朝会の話 84 悲しい思い出 3

 おはようございます。
 いよいよ洋子さんの話の最終回です。
 遠足に遅れた洋子さん、みんなと離れてお弁当を食べていましたね。先生が側に行って、一緒にお弁当を食べましたが、洋子さんのお弁当は、おにぎりだけだったのでしたね。
 先生は、「おかずないの。」と聞きました。「うん。」と恥ずかしそうに答えました。「だって、きのうお母さんがいなかったので、朝、私は、弟のお弁当を作りました。たまご焼きを作ったのですが、二人の弟にいれてしまったので、私の分がなくなったの。」
 先生は、
「そう、先生のおかずを一緒に食べようね。」
と先生のおかずを二人で仲よく食べました。
 洋子さんのお母さんは、時々、仕事の都合で家に帰らない時もあるのです。ちょうど、遠足の前の日は家に帰らない日だったのです。ですから、洋子さんが、1年生と2年生の弟のお弁当を作ってあげたのです。ところが、弟たちのおかずはあったのですが、洋子さんの分がなかったのです。
 先生は、こんな優しい子をなぜみんなはいじめるのだろうと、不思議に思いました。
 5年生になると。家庭科の勉強が始まります。家庭科の勉強で、家での私の生活表を作りました。一週間の生活表を書くのが宿題でした。遠足があった週に家庭科の勉強がありました。先生は、洋子さんの生活表をOHPに写して勉強を始めました。
 洋子さんの生活は、遊ぶ時があまりありません。家に帰ると、買い物、掃除、洗濯をしています。勉強をする時間もありません。時々、朝の食事作りもあります。夕ご飯を作った日もありました。
 この表を見て、いろいろな人が感想をいいました。
「ぼくと違って、ほとんど遊ばないで、家の仕事ばかりしている」「テレビをあまり見ていない」
「家の仕事ばかりしているから、勉強をあまりしていない」
「いっぱい、家の仕事をしている。私なんか、家の仕事なんかほとんどしていないのに、この子はとてもえらい子です。きっとお母さんは大喜びだと思います」
「私も、ちょっと家の仕事をしなければ、いけないと思います」
「私なんか、おかずも作ったことがないのに、夕飯を作っている。とてもえらいなあと思います」
「この子は、宿題をいつしているのですか」
「先生、この子はいったい誰ですか。教えてください」
 私は「これは、誰だと思いますか」と尋ねました。みんなは、学級を見回して、とてもまじめな妙子さんでないかと思いました。
「先生、妙子さんでしょう」
と言いましたが、妙子さんは「私とちがう」と言いました。
みんなは、口々に「先生誰や教えて」と言うのです。
私は、
「この子は、洋子さんです。」と言いました。みんなは「えー」とびっくりしたような声で言います。一番大きな声で「そんなうそや」と言ったのは、洋子さんを中心になっていじめている子でした。

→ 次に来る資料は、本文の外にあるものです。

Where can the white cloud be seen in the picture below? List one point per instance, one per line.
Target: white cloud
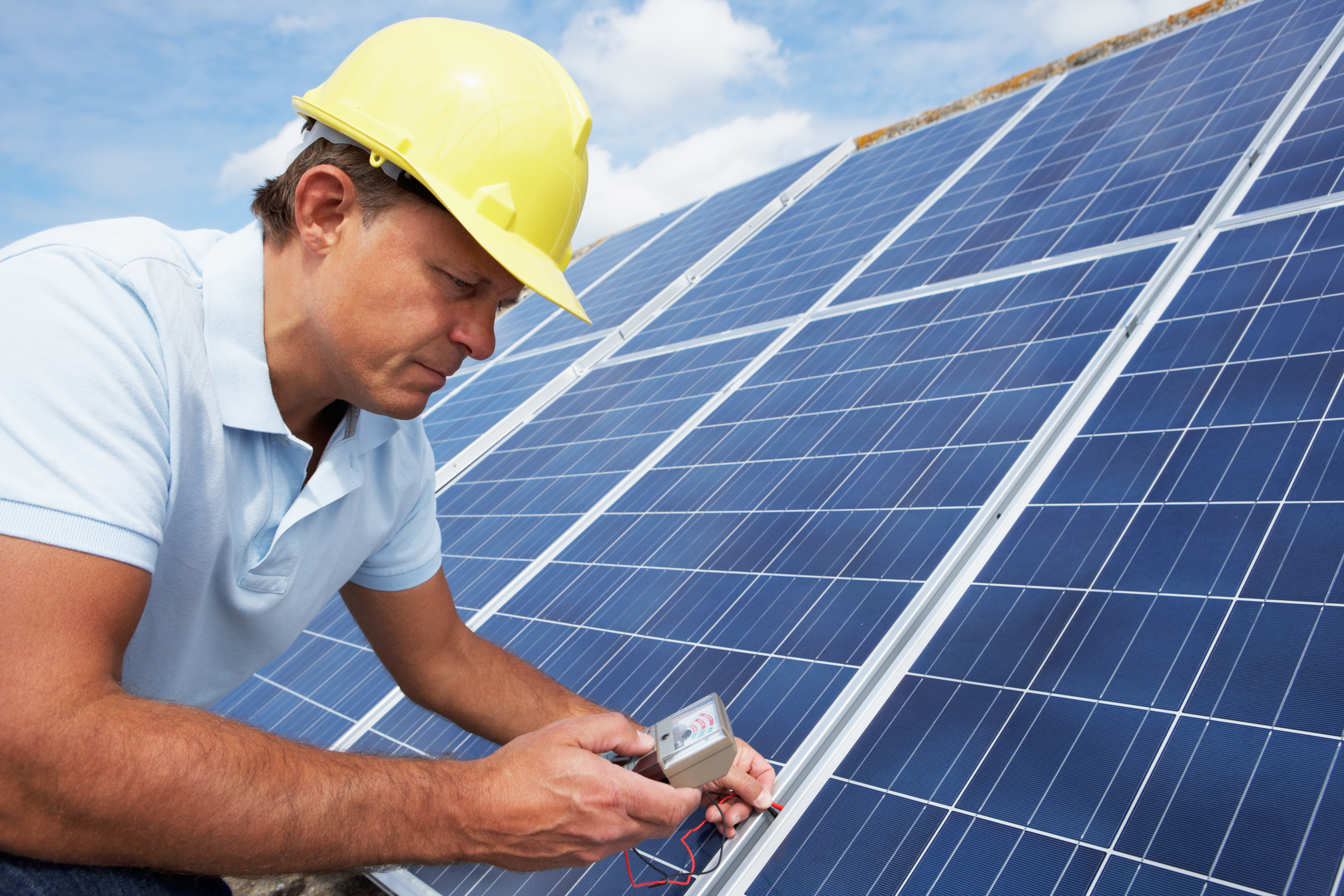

「この前の遠足の日に遅れて来たのは、洋子さんが弟の分までお弁当を作っていたからです。お母さんはお仕事がとても忙しいから洋子さんがいろいろな、仕事をしているのです、宿題をよくして こないのも、忘れ物が多いのも、なぜかみんなよく分かったでしょう。洋子さんは、私たちができないことを、いっぱいしていているのです。洋子さんはとてもえらい子です。先生はいつも感心しています。」
 みんなは、黙って私の話を聞いていました。洋子さんは赤い顔をして、私の話を聞いています。
 休み時間になりました。洋子さんの回りに何人かの子が集まっています。先生はほっとした気分で職員室に下りていきました。
 2か月ほどは、悲しい思い出でした。でも、これから後はとても嬉しい思い出になりました。